Global business intelligence platform Economist Intelligence Unit’s Yue Su said in an interview with BBC that China’s GDP contraction from January to March will “translate into permanent income losses.” In the first quarter of 2019, China’s economy grew 6.4% even when it was in a trade war with the US.

The decline in oil prices also affected the debt level of countries that rely heavily on oil. The gross government debt as a share of GDP of Saudi Arabia, for instance, rose to nearly 11% points between 2014 and 2016.

 

Debt-to-GDP ratios

Before the coronavirus outbreak, public debt in most countries was already high. The debt-to-GDP ratios of almost 90% of the countries considered by IMF as advanced economies were higher in the past few years than during the global recession from late 2007 to mid-2009.

The debt-to-GDP ratio is the ratio of a country’s public debt to its GDP. The higher the debt-to-GDP ratio, the less likely the country will pay its debt, and the higher its risk of default.

As of December 2018, Japan’s government debt to GDP was 238%. Countries with the highest government debt to GDP after Japan were Greece (177%), Lebanon (151%), Italy (135%), Singapore (126%), Cape Verde (124%), and Portugal (118%). This is according to economic indicator platform Trading Economics.

The Pew Research Center also mentioned how government debt has increased in low-income developing nations. These countries have per-capita income that is below the IMF’s threshold.

 

 

Meanwhile, the United Nations Trade and Development body sets out urgent measures needed to forestall a “looming” debt disaster in developing countries reeling from the economic shock of the pandemic. UNCTAD Secretary-General Mukhisa Kituyi said there is an urgent need for the international community to take more steps to relive the financial pressure that debt payments are exerting on these countries. UNCTAD also called for a $2.5 trillion Covid-19 crisis package for developing nations.

 

Determining the country’s risk level

There are some experts, however, who believe that debt-to-GDP ratios alone are not enough to determine the risk level of a country. For instance, the US and Japan may have the highest government debt-to-GDP ratios but credit rating agencies have given both of these countries a high mark. Based on the sovereign rating list, which is an evaluation made by a credit rating agency and evaluates the creditworthiness of the issuer government of debt, Japan has an overall upper-medium grade in its credit ratings with Moody’s (A1), S&P (A+), and Fitch (A). Assessments with these agencies reflect Japan’s high likelihood of paying its debt obligations.

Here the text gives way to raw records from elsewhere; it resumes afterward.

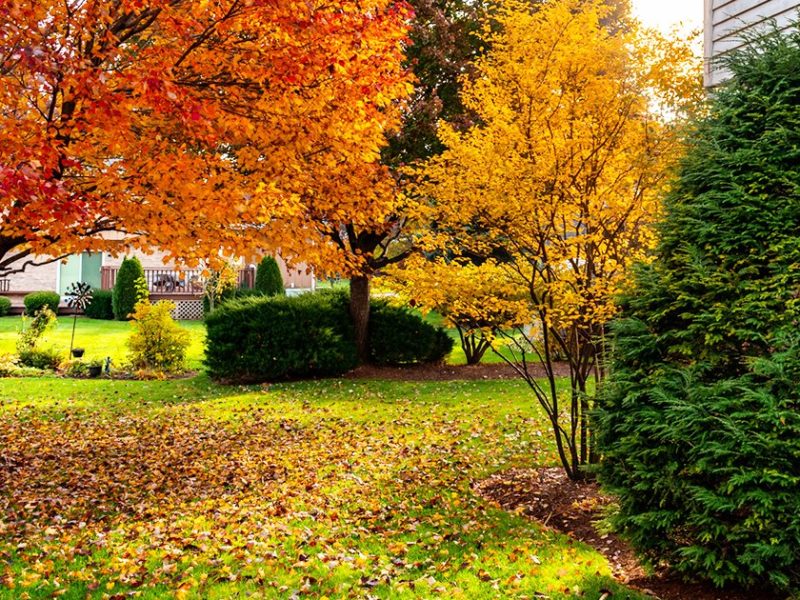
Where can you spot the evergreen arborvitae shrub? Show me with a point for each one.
(268, 278)
(35, 301)
(699, 423)
(129, 289)
(399, 337)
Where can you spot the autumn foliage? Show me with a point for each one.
(193, 125)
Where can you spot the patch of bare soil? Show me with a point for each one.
(574, 508)
(443, 372)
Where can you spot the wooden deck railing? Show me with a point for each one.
(177, 282)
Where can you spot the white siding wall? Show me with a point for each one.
(726, 20)
(35, 279)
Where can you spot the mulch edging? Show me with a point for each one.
(443, 372)
(573, 508)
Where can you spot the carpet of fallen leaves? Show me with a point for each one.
(324, 490)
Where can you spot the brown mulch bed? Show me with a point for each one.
(548, 496)
(442, 372)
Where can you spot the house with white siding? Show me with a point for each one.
(727, 23)
(165, 280)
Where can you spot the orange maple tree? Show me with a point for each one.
(205, 127)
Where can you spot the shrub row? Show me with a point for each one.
(274, 338)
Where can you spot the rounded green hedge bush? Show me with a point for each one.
(699, 421)
(36, 300)
(262, 338)
(399, 337)
(101, 305)
(5, 306)
(267, 338)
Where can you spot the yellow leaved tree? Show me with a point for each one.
(474, 299)
(561, 182)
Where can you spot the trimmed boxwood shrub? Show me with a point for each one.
(229, 294)
(36, 300)
(100, 306)
(699, 423)
(129, 289)
(268, 278)
(272, 338)
(398, 337)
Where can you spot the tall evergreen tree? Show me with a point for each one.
(700, 422)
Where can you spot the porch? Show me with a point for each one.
(171, 284)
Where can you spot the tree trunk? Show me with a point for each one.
(359, 311)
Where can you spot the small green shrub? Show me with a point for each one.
(227, 295)
(399, 337)
(101, 306)
(75, 368)
(157, 343)
(11, 367)
(279, 337)
(129, 289)
(35, 301)
(47, 358)
(268, 278)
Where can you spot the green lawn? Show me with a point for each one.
(99, 338)
(317, 489)
(107, 338)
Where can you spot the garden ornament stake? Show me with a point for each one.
(78, 297)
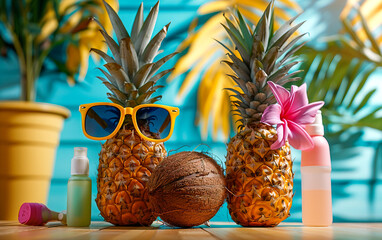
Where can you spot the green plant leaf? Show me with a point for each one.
(118, 26)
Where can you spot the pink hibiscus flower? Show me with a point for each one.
(290, 114)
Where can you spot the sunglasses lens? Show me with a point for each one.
(101, 121)
(154, 122)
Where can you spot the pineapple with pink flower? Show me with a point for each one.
(259, 164)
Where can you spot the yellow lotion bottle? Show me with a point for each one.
(79, 190)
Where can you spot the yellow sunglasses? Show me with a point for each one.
(152, 122)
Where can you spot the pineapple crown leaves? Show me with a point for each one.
(263, 55)
(132, 73)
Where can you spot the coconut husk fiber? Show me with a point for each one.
(186, 189)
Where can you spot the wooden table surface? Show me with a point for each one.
(216, 230)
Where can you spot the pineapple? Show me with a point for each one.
(259, 179)
(126, 160)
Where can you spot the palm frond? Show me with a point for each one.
(204, 57)
(341, 83)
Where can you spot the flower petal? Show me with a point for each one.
(298, 137)
(305, 114)
(282, 134)
(281, 94)
(271, 115)
(299, 97)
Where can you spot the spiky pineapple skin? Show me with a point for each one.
(259, 179)
(126, 162)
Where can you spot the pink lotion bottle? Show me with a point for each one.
(315, 178)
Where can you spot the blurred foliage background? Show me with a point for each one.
(342, 66)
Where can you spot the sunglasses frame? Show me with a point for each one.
(84, 108)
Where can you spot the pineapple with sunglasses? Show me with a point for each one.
(134, 128)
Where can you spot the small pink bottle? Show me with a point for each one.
(315, 178)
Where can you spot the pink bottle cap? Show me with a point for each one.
(31, 213)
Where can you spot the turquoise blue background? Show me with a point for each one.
(356, 178)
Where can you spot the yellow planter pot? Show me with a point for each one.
(29, 136)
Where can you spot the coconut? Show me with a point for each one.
(186, 189)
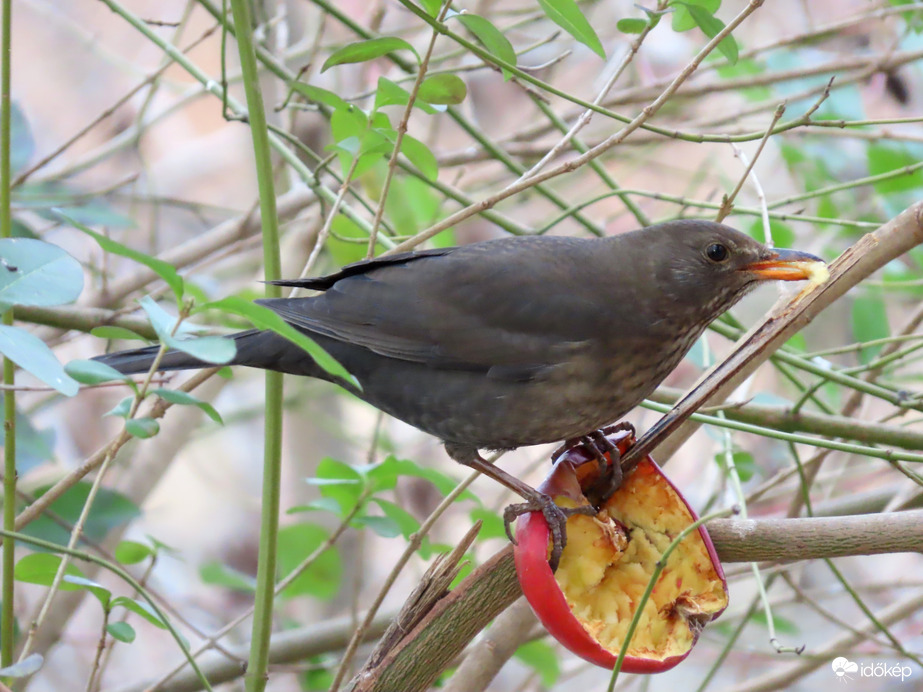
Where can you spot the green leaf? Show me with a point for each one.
(869, 320)
(420, 156)
(110, 332)
(541, 657)
(492, 525)
(22, 143)
(631, 26)
(101, 593)
(40, 568)
(492, 38)
(164, 270)
(29, 665)
(782, 625)
(683, 20)
(319, 95)
(567, 15)
(221, 575)
(382, 526)
(262, 317)
(405, 522)
(443, 89)
(212, 349)
(121, 409)
(321, 504)
(32, 355)
(887, 158)
(132, 552)
(368, 50)
(325, 575)
(33, 446)
(175, 396)
(711, 26)
(33, 272)
(110, 510)
(348, 122)
(338, 481)
(121, 631)
(141, 608)
(94, 372)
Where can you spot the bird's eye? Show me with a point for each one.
(717, 252)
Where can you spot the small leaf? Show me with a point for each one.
(175, 396)
(110, 510)
(492, 38)
(33, 272)
(319, 95)
(491, 524)
(405, 522)
(141, 608)
(324, 577)
(541, 657)
(93, 372)
(142, 427)
(110, 332)
(382, 526)
(221, 575)
(631, 26)
(711, 26)
(121, 631)
(32, 355)
(420, 156)
(567, 15)
(22, 143)
(263, 318)
(164, 270)
(29, 665)
(132, 552)
(443, 89)
(368, 50)
(682, 19)
(121, 409)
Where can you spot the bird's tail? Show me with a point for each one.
(255, 349)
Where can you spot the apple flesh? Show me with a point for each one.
(589, 603)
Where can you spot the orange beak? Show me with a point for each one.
(787, 265)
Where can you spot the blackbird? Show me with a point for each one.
(515, 341)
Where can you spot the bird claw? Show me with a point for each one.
(555, 516)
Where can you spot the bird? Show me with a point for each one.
(513, 341)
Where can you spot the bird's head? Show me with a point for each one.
(708, 267)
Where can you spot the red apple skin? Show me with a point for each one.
(547, 600)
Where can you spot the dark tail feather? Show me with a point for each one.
(255, 349)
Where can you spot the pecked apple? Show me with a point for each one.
(589, 602)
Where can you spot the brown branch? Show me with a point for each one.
(869, 254)
(446, 630)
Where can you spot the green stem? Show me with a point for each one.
(12, 536)
(9, 399)
(258, 664)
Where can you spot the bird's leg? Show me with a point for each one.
(534, 500)
(610, 478)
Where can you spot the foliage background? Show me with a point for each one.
(162, 170)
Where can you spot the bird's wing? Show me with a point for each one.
(464, 308)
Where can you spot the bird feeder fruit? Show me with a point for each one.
(589, 603)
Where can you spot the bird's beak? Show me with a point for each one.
(788, 265)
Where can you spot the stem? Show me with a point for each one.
(258, 664)
(9, 396)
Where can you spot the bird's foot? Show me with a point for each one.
(555, 516)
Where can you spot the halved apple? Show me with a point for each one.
(588, 604)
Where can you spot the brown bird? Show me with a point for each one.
(516, 341)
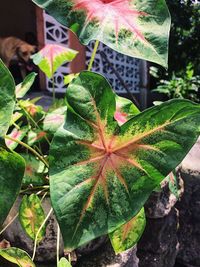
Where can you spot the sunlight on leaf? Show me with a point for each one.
(11, 173)
(31, 216)
(128, 234)
(7, 98)
(52, 56)
(17, 256)
(101, 174)
(138, 28)
(64, 263)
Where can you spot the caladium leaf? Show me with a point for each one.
(125, 110)
(64, 263)
(52, 56)
(35, 171)
(102, 174)
(22, 88)
(11, 173)
(17, 256)
(7, 98)
(31, 216)
(54, 119)
(128, 234)
(18, 134)
(138, 28)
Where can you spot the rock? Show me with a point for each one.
(163, 200)
(158, 246)
(189, 210)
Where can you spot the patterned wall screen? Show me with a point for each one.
(127, 68)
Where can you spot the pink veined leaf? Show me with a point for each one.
(137, 28)
(118, 10)
(52, 56)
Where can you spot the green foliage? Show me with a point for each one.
(138, 28)
(23, 88)
(64, 263)
(128, 234)
(181, 87)
(93, 161)
(31, 216)
(17, 256)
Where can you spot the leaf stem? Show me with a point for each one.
(38, 232)
(58, 244)
(93, 55)
(33, 121)
(29, 148)
(14, 218)
(53, 88)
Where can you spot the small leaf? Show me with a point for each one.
(18, 134)
(35, 136)
(68, 78)
(31, 216)
(125, 110)
(17, 256)
(128, 234)
(12, 168)
(52, 56)
(7, 98)
(22, 88)
(54, 119)
(35, 171)
(64, 263)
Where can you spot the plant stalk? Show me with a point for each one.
(29, 148)
(93, 55)
(36, 237)
(58, 244)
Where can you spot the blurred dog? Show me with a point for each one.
(15, 51)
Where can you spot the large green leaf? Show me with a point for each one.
(17, 256)
(7, 98)
(18, 134)
(138, 28)
(11, 173)
(102, 174)
(31, 215)
(54, 119)
(35, 171)
(52, 56)
(128, 234)
(125, 110)
(64, 263)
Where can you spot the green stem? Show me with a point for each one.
(53, 88)
(33, 121)
(14, 218)
(93, 55)
(29, 148)
(58, 244)
(43, 188)
(38, 232)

A $2 trillion worth of relief plan was also recently enacted by the United States and it is expected to drive up the country’s debt sharply. However, the Pew Research Center survey shows that the majority (88%) of Americans believe that economic aid was the “right thing to do.” They believe that the aid plan will provide a fair amount or a great deal of help to the local governments and state (67%), unemployment people (68%), small businesses (71%), and large businesses (77%).

 

Assessments with these agencies reflect Japan’s high likelihood of paying its debt obligations. / Photo by Natee Meepian via Shutterstock

 

High public debt, in the long run, makes economic expansion more expensive. While a small fraction of the population may consider government debt as the most important problem that the country is facing today, there is a need to consider sovereign debt restructuring, which focuses on two elements: debt relief and debt rescheduling.